Manual recipe origin

The search started from hand-designed combinations over known tensor families and ik-llama quant types. Automation was used to build, schedule, score, and expand the sweep; the starting ideas were manual engineering hypotheses about which parts of the model should keep more precision.

The goal was not to make the smallest possible file. The goal was to keep the finetuned coding-agent habits while staying much closer to a practical Q4-size deployment than a full Q8 or BF16 artifact.

Terms used below

imatrix Calibration data used during quantization so the quantizer can decide what numerical error matters most.
Reasoning/coding imatrix The known-good calibration path used by the first public SignalLatch Q4NL-style upload.
Habit/process imatrix A later calibration attempt aimed at the fine-tuned behavior loop. It did not become the default because early production checks were not clearly stronger.
Candidate ID Internal build names such as c718 or c154. The public files rename those candidates as Lite and Plus.

Count accounting

The numbers on this page separate screening runs from production-style real-world runs. The hard-suite count used for the public decision is the stable promotion summary: 163 candidate runs multiplied by 12 core prompt tasks, for 1,956 prompt-level scored results. Later workspace aggregates contain additional replay/recursive artifacts; those were useful for investigation, but they were not treated as independent public release votes.

The real-world phase used 32 ClawCode harness runs across three project tasks. Those runs produced 564 verifier component checks: 11 KritaLite runs times 15 components, 8 SyncBoard runs times 19 components, and 13 legacy-codebase migration runs times 19 components.

The behavior target

The fine-tune was aimed at a natural coding-agent workflow: a user gives an implementation direction, not a complete patch.
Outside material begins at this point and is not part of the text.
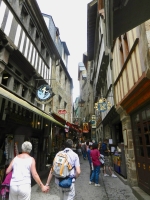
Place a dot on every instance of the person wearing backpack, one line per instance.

The model should inspect the repository, infer the architecture, choose a narrow production slice, edit carefully, run verification, and revise from failures.

explore first plan narrow slice edit in-place run tests repair from evidence preserve RAGFlow path avoid overclaiming

Sequential process

The process was deliberately conservative: keep the known-good reasoning/coding path as the anchor, then test whether new mixed quantization patterns preserved the SignalLatch behavior habits in realistic coding-agent work.

Start from the first public SignalLatch Q4NL-style file

The original online file, ckpt386-s010-IQ4_NL, came from the checkpoint-386 SignalLatch LoRA merged at strength 0.10 and quantized through the practical reasoning/coding imatrix path. That artifact stayed as the public baseline.

Try habit-focused calibration, then reject it as the default

A process/habit imatrix was built to emphasize the fine-tuned behavior loop, but the first process-imatrix Q4NL checks did not clearly beat the existing coding-agent path. The decision was to preserve the reasoning/coding imatrix anchor and search for layer-level mixed quantization patterns that better retained SignalLatch habits.

Run the hard reasoning and habit gate

The fast gate used 12 tasks covering exact reasoning, linked reasoning, command lifecycle behavior, evidence-before-edit habits, repair loops, context sufficiency, and calibrated uncertainty. This produced 163 hard-suite candidate runs and 1,956 scored prompt-level results.

Narrow to real-world coding tasks

Short prompts and exact checks are useful, but they do not fully simulate a coding-agent session. The next phase moved to ClawCode harnesses where the model had to inspect a workspace, infer structure, edit files, run tests, and recover from failures.

Add external baselines

The finalists were compared against the original SignalLatch Q4NL file and Unsloth Qwen3.6 IQ4_NL and Q8_0 GGUF baselines. This prevented the release from being judged only against earlier internal candidates.

Pick two outputs, not one

c154 was the strongest practical all-around file. c718 was the better smaller release story: it beat the original online SignalLatch file on the Krita-like task and the legacy-codebase migration task, while staying near the original practical size class. Because the smaller and higher-quality goals were different, both were kept.

Test design

The tests were split into two layers. The first layer was a fast reasoning/habit gate that could screen many quantization candidates. The second layer was a real-world ClawCode harness that forced candidates to act like coding agents inside project folders.

Layer 1: hard reasoning and SignalLatch habit gate

The hard-suite gate used 12 prompt tasks. It was not meant to replace coding tests; it was used to eliminate candidates that lost the fine-tuned process habits or basic hard reasoning before spending hours on project runs.

The prompt-suite scores are normalized automated screening scores from 0.0 to 1.0. The weighted score used for candidate narrowing was 0.50 * habit_score + 0.35 * hard_score + 0.15 * mean_score - 0.05 * errors. This weighting deliberately favored SignalLatch behavior retention over raw puzzle-score leadership.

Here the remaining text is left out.